Use case: Dev / test

  • Replicate data to public cloud
  • Instantiate test / dev instances in public cloud
  • Refresh test / dev periodically
  • Bring changes back on-premises
  • Snapshots are more costly and slower to restore in native AWS

ActiveCluster

  • HA within an availability zone and / or across availability zones in an AWS region (ActiveCluster needs <11ms latency)
  • No downtime when a Cloud Block Store Instance goes away or there is a zone outage
  • Pure1 Cloud Mediator Witness (simple to manage and deploy)

Migrating VMware Environments

VMware Challenges

  • AWS does not recognise VMFS
  • Replicating volumes with VMFS will not do any good

Workaround

  • Convert VMFS datastore into vVOLs
  • Now each volume has the Guest VM’s file system (NTFS, EXT3, etc)
  • Replicate VMDK vVOLs to CBS
  • Now the volumes can be mounted to EC2 with matching OS

Note: This is for the VM’s data volumes.
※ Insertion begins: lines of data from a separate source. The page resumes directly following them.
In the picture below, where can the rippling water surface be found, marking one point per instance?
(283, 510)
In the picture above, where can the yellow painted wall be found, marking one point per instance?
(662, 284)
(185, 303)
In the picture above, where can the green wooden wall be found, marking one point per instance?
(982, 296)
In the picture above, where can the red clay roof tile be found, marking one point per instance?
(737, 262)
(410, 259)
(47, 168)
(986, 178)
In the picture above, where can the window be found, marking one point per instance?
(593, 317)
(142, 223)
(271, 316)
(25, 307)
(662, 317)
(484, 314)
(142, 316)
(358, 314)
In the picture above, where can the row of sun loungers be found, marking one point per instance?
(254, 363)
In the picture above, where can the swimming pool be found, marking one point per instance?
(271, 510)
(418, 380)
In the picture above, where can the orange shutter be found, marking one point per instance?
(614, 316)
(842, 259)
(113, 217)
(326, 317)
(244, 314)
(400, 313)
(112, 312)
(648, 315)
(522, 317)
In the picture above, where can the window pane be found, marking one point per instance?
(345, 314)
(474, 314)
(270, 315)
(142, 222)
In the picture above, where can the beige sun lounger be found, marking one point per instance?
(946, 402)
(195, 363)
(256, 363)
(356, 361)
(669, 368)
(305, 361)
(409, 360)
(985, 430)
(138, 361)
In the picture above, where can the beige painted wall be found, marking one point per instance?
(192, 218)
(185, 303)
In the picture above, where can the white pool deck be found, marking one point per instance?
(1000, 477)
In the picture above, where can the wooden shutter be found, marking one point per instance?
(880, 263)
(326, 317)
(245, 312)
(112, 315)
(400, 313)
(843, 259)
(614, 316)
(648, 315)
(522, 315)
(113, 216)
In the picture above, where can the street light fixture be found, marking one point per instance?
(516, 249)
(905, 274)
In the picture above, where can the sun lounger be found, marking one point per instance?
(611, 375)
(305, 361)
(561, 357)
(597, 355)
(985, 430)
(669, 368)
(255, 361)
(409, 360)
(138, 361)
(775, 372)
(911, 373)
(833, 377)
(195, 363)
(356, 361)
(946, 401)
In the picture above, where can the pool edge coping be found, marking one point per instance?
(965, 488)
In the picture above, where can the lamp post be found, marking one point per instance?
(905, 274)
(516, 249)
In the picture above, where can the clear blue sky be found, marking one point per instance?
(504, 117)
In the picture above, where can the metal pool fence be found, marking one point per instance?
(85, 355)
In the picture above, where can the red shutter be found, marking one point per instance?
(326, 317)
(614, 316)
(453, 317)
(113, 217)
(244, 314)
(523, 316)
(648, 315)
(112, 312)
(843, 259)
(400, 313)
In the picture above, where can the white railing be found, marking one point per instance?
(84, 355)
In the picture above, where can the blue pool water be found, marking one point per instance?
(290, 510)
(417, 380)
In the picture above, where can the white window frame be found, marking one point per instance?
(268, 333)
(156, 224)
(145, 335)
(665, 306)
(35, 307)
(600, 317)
The VM boot volume will not be usable in AWS. The VM’s application will need to be redeployed in native AWS EC2.

VMware Cloud

VMware Challenges

  • VMware Cloud does not support external storage, it only supports vSAN

Workaround

  • Connect Guest VMs directly to CBS via iSCSI

Note: I haven’t verified this myself, and I suspect there may be other ways to do this. But in the context of Pure’s offering, it makes sense.

 

Thoughts and Further Reading

There’s been a feeling in some parts of the industry for the last 5-10 years that the rise of the public cloud providers would spell the death of the traditional storage vendor. That’s clearly not been the case, but it has been interesting to see the major storage slingers evolving their product strategies to both accommodate and leverage the cloud providers in a more effective manner. Some have used the opportunity to get themselves as close as possible to the cloud providers, without actually being in the cloud. Others have deployed virtualised versions of their offerings inside public cloud and offered users the comfort of their traditional stack, but off-premises. There’s value in these approaches, for sure. But I like the way that Pure has taken it a step further and optimised its architecture to leverage some of the features of what AWS can offer from a cloud hardware perspective.
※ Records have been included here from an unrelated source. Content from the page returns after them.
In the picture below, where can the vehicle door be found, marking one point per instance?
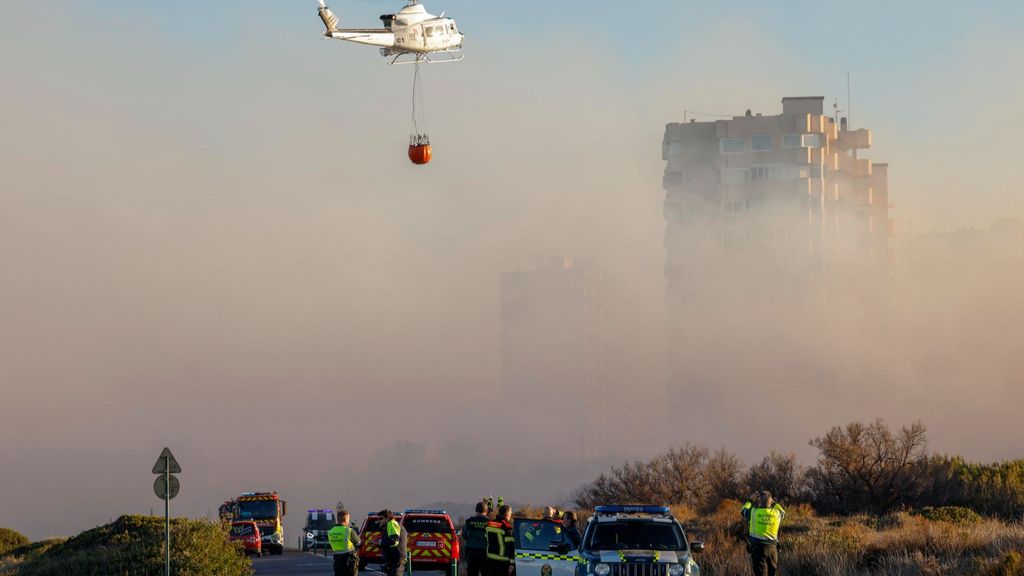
(542, 549)
(429, 537)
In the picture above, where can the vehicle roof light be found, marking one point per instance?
(621, 509)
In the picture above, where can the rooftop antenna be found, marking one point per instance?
(849, 105)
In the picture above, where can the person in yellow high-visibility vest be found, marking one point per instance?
(345, 544)
(764, 517)
(394, 543)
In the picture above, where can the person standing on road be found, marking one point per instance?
(501, 544)
(764, 517)
(394, 543)
(571, 530)
(345, 544)
(475, 534)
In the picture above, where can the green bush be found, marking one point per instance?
(952, 515)
(134, 545)
(10, 539)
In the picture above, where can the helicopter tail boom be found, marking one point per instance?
(330, 21)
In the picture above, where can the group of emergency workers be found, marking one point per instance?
(489, 542)
(344, 540)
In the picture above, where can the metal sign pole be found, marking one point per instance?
(167, 517)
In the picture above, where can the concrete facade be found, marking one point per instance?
(769, 219)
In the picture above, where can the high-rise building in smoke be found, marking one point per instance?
(767, 218)
(560, 364)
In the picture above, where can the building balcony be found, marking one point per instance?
(845, 165)
(777, 156)
(854, 139)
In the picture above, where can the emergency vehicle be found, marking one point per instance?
(370, 549)
(318, 523)
(267, 510)
(248, 533)
(433, 542)
(617, 541)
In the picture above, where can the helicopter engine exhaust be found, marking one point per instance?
(330, 21)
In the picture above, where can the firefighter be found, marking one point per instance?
(501, 544)
(474, 533)
(763, 516)
(571, 530)
(394, 543)
(345, 545)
In my opinion, the main reason you’d look to leverage something like CBS on AWS is if you have an existing investment in Pure and want to keep doing things a certain way. You’re also likely using a lot of traditional VMs in AWS and want something that can improve the performance and resilience of those workloads. CBS is certainly a great way to do this. If you’re already running a raft of cloud-native applications, it’s likely that you don’t necessarily need the features on offer from CBS, as you’re already (hopefully) using them natively. I think Pure understands this though, and isn’t pushing CBS for AWS as the silver bullet for every cloud workload.
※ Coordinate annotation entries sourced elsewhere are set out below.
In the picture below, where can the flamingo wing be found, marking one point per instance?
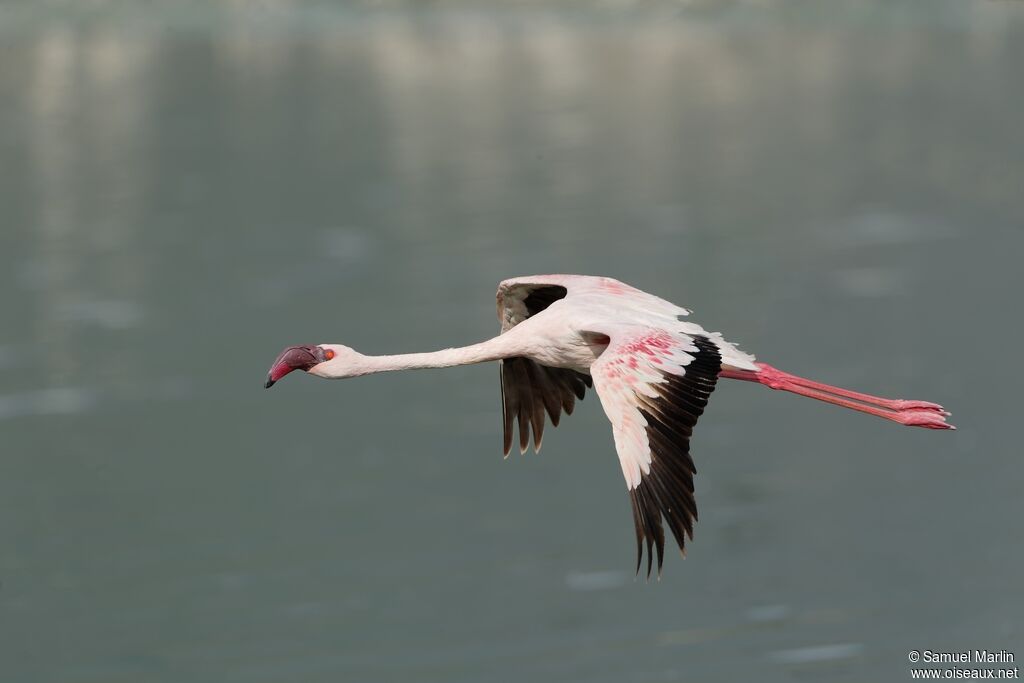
(529, 389)
(653, 384)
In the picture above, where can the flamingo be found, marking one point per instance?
(652, 370)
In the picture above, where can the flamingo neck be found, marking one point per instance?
(493, 349)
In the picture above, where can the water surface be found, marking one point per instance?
(186, 190)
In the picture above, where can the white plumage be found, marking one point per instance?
(653, 372)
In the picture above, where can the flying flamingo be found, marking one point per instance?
(652, 371)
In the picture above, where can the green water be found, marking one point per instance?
(188, 188)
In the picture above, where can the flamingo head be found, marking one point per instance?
(296, 357)
(328, 360)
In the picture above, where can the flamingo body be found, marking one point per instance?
(652, 370)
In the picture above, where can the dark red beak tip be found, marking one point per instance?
(294, 357)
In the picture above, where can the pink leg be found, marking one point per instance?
(911, 413)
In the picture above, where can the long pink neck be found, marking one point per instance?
(493, 349)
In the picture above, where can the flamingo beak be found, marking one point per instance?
(294, 357)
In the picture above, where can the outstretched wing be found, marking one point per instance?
(529, 389)
(653, 385)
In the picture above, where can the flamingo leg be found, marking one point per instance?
(910, 413)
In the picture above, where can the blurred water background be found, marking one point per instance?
(186, 187)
I’m looking forward to seeing what the market uptake on this product is like. I’m also keen to crunch the numbers on running this type of solution versus the cost associated with doing something on-premises or via other means. In any case, I’m looking forward to see how this capability evolves over time, and I think CBS on AWS is definitely worthy of further consideration.